勝手にすれ違う二人
1月17日(日)
韓国滞在中の1月10日に、「同い年の盟友・Uさん」からCメールが来た。
「来週土日、I川市で○○会。会えれば会いたいですね。土曜夜は懇親会。来る?」
I川市は、私が住んでいる市である。来週の土日、ある会合があって、私の「前の勤務地」に住むUさんが、新幹線と在来線を乗り継いで参加するらしい。あんたも家が近いだろうから、一緒に懇親会に参加しよう、というのである。
せっかくUさんがわが家の近くまで来るというのに、なんともタイミングが悪い。
私は返事を書いた。
「昨日から韓国滞在中。明日から5日間仕事で、16日(土)夜に帰国。またすれ違いだ」
思えば、Uさんとはすれ違ってばかりである。
さて、16日(土)。
「○○会の場所はI川市ではなくI原市でした。お土産買ってきた。なんとかする。」
会場に到着したことを知らせたメールだが、おいおい、場所はI川市ではなくI原市だったのかよ!同じ県の中にあって、地名が似ていて紛らわしいことで有名なのだが、それにしてもI川市とI原市は地理的にずいぶんと離れている。これでは、どんなに頑張っても駆けつけることはできない。
しかし不思議なのは、私に会えるかどうか保証もないのに、「お土産を買ってきた」というのである。しかも「なんとかする」という。

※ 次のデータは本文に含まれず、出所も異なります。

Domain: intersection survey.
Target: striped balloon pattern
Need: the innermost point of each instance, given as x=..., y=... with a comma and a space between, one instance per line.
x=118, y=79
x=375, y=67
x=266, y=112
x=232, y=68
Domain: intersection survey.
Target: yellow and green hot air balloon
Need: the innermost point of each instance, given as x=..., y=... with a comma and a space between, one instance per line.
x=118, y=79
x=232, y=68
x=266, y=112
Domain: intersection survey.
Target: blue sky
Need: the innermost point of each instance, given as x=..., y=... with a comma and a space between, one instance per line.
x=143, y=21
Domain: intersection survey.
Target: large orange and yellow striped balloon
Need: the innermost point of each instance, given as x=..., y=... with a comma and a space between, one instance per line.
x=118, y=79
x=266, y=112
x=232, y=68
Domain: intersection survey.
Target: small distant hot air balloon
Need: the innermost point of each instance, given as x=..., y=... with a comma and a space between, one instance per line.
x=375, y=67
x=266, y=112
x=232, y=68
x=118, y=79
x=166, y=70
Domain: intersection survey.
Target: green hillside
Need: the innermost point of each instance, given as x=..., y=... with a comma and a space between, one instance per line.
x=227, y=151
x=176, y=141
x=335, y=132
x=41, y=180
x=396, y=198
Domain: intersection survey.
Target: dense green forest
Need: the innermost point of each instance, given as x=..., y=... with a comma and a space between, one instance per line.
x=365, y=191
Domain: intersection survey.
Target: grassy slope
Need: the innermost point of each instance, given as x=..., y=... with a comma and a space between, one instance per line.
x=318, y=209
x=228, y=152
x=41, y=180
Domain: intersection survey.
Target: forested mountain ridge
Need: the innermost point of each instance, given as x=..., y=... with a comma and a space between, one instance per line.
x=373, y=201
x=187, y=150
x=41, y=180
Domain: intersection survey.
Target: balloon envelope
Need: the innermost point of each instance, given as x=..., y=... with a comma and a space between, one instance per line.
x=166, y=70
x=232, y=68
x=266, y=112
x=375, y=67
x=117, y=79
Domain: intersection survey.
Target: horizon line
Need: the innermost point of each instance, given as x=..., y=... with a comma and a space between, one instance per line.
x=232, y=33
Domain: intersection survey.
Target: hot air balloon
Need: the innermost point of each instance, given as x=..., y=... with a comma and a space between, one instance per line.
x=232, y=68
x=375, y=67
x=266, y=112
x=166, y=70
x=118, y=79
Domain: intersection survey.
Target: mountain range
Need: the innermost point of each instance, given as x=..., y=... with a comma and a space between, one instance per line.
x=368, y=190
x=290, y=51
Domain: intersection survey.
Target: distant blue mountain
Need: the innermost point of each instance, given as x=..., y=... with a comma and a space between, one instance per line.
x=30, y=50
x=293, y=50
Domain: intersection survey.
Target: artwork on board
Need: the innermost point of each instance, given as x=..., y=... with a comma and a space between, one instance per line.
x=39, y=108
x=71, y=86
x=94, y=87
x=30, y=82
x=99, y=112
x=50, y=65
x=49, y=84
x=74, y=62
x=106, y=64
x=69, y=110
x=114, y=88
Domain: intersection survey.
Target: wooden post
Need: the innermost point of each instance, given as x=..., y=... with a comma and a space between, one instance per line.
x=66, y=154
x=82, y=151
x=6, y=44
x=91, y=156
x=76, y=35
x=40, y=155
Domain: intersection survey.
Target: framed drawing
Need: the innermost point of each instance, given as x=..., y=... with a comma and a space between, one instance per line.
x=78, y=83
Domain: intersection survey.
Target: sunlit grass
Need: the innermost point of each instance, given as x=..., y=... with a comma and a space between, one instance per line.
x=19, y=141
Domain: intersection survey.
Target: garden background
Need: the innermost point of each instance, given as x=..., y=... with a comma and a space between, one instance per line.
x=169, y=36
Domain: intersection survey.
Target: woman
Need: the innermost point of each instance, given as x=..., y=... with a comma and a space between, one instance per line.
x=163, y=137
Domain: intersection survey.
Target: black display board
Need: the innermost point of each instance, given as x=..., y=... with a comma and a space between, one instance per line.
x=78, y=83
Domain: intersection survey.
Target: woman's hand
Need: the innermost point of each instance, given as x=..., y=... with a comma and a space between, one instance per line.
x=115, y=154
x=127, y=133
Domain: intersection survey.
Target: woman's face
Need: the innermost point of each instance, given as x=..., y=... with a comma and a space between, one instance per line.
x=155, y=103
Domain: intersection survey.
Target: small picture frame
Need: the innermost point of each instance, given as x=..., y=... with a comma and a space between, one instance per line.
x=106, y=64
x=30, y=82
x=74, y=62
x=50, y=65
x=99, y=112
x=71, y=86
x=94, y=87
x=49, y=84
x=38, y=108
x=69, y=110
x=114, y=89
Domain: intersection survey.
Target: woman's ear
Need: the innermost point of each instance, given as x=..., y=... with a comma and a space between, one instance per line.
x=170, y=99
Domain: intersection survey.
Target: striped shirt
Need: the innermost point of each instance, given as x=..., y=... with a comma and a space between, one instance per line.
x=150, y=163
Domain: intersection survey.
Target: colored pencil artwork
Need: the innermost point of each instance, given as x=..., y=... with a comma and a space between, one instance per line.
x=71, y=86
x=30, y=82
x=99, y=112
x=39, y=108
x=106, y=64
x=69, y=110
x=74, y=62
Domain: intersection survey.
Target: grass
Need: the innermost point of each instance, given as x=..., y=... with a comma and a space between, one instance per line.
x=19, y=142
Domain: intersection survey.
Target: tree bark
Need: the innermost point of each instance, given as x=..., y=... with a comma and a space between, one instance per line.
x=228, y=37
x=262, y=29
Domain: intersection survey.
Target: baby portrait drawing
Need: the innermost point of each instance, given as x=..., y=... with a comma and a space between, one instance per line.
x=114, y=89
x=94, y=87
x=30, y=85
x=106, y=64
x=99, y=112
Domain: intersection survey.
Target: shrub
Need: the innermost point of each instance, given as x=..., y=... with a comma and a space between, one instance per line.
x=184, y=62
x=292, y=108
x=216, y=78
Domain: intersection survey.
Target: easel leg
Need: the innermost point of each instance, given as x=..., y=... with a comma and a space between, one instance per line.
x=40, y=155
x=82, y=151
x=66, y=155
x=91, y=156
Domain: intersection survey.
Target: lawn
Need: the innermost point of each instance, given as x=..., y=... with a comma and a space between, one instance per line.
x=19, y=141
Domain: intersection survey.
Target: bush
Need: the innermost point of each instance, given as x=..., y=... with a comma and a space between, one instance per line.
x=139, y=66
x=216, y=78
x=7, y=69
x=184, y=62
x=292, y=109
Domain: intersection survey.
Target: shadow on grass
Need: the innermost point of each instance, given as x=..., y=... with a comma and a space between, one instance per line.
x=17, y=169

お土産を受け取れなければ、またいつかのことみたいになるぞ!
これはなんとしても、お土産を受け取らねばならない。
とりあえず、16日の夜に羽田空港に着いてすぐに、UさんにCメールを送った。
「帰国。明日は何時頃にI川駅付近通る?少しの時間でも途中下車可能?」
I原市のG駅から東京駅に向かうには、必ずI川駅を通るはずである。私がそこで待ち構えていれば、お土産を受け取ることができるはずだ。
するとUさんから返事が来た。
「午後早いうちですが、時間は未定。どこかに置いて、鍵郵送する予定でした。お昼頃、I川にいる?」
気になったのは、「どこかに置いて、鍵郵送する予定でした」という記述である。
これは、お土産を、どこかの駅のコインロッカーに入れて、その鍵を私のところまで郵送する、ということだろうか???そんなことを考えていたのか???
で、その鍵を受け取った私が、コインロッカーを開けてブツを受け取る。
アヤシい!アヤシすぎる!
それだけは勘弁してほしい。なんとしても直接受け取らなければならない。
私は返事を書いた。
「I川にいるよ。体調不良なので終日家にいる予定だがお昼頃I川駅あたりまで出ることは可能です」
「了解!着きそうになったら連絡します」
さて、今日(1月17日)。
お昼過ぎの13時3分、UさんからCメールが来た。
「ただいまG駅到着。今からI川駅に向かいます!」
会場の最寄りの駅からI川駅までは、電車でだいたい1時間くらいなので、その時間に間に合うように家を出ればよいだろうと思って待っていると、13時12分に、第二のメールが来た。
「電車乗りました」
ここまでは、意気揚々、余裕綽々な感じである。いたって順調といえよう。
ところが、13時23分に来たCメールで、事態が変わる。
「しまった!間違えてKY線乗り換えちゃった!」
えええぇぇぇぇっ!!!
KY線に乗り変えちゃったらダメじゃん!I川駅通らないじゃん!
ふつうSB線に乗り換えるだろ!
ま、KY線もSB線も、東京駅に向かう電車なので、仕方がないといえば仕方がないのだが。
13時27分、次のメール。
「I川S浜って、I川駅に近い?」
KY線の停車駅であるI川S浜駅で落ちあおうと考えたらしい。だがI川駅とI川S浜駅は、同じI川市でもまったく異なる場所にあるのだ。
「遠いよ」
と私は返事を書いた。
この時点で私は、お土産を受け取ることをあきらめた。
結局、すれ違う運命にあったのだ。
○○会の会場を、本当はI原市なのに、私が住んでいるI川市だと勝手に思い込んでしまったこと。
SB線に乗るべきはずが、なぜか間違えてKY線に乗ってしまい、I川駅にたどり着けなかったこと。
これほど「すれ違い」を自己演出できる友人も珍しい。
すると13時34分、またメールが来た。
「よくわからないので東京駅に戻ってSB線乗り直しまーす。」
UさんがI川駅に着いたのが、14時45分。
改札口で、お土産を受け取った。
「これ、遅くなったけど、転任祝い」
「今さらかよ!…ありがとう」
「じゃ、帰るわ」
「気をつけて」
Uさんは再び改札口を入り、ホームへとのぼっていった。
その間、わずか30秒ほどのことだった。